Yeah, overall it was still a pretty good trip. Culture shock isn't quite how I'd describe it, but it's close.
The Balinese live to appease the God's and the spirits... literally. It's what they do with their every waking hour, no matter what else they happen to be doing at the time. There are temples everywhere... and I mean every
where. Everyone seems to have one of one size or another in their houses, their offices and their places of play. There are little offering baskets, made from palm leaves, scattered everywhere... it's a cottage industry on display wherever you look, from all over the streets to the inside of taxis and even scattered around 5 star resorts. It's inescapable, as is the scent and smoke of incense.
For example, near our hotel there was a massage tent on the beach. When the ladies, from ages 16 to 60, weren't giving massages, they were weaving offering baskets... and this they'd do all day long from sunup to sundown. With all that weaving going on you'd think there would be a surplus of baskets, but no, they all are used. Constructions of temples is a non-stop ongoing process. Everywhere you looked a temple was being built, torn down or being rebuilt... usually larger.
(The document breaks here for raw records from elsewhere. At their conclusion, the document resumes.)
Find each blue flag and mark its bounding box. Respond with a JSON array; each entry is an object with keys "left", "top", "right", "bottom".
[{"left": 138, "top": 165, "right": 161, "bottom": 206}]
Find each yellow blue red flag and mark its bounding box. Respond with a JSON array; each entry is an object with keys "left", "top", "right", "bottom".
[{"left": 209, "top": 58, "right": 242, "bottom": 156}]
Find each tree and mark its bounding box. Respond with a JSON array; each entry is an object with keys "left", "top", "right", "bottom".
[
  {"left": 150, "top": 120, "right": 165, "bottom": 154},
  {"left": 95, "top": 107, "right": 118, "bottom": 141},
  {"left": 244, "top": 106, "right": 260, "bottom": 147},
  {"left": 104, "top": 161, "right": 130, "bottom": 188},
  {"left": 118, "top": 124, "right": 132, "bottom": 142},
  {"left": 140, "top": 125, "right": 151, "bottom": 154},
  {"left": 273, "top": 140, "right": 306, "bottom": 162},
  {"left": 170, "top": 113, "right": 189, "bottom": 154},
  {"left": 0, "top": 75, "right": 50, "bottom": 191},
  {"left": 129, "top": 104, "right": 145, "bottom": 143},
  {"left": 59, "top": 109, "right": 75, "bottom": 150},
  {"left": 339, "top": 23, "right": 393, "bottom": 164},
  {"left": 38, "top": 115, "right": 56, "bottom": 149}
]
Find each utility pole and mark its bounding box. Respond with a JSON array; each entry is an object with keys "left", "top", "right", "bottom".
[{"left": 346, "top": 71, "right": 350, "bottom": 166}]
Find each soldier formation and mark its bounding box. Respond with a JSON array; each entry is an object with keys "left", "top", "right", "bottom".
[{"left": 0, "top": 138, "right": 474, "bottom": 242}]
One of the things we did was shop for Teak furniture. We rented a shipping container and tasked ourselves with filling it. At $0.20 on the $1.00 I thought this would have been a relatively simple task, but we only managed to fill half of it. We made out like bandits because Teak is so rare here... however, the government controls it there, and they're doing a very good job of managing their resources, so there's an abundance... sort of odd to see that as soon as it crosses the equator the price skyrockets. The wife did her research before we went, and I'm almost ashamed to say that we have ~ $30.000.00 worth of Teak coming that cost us less than 12k, shipping included.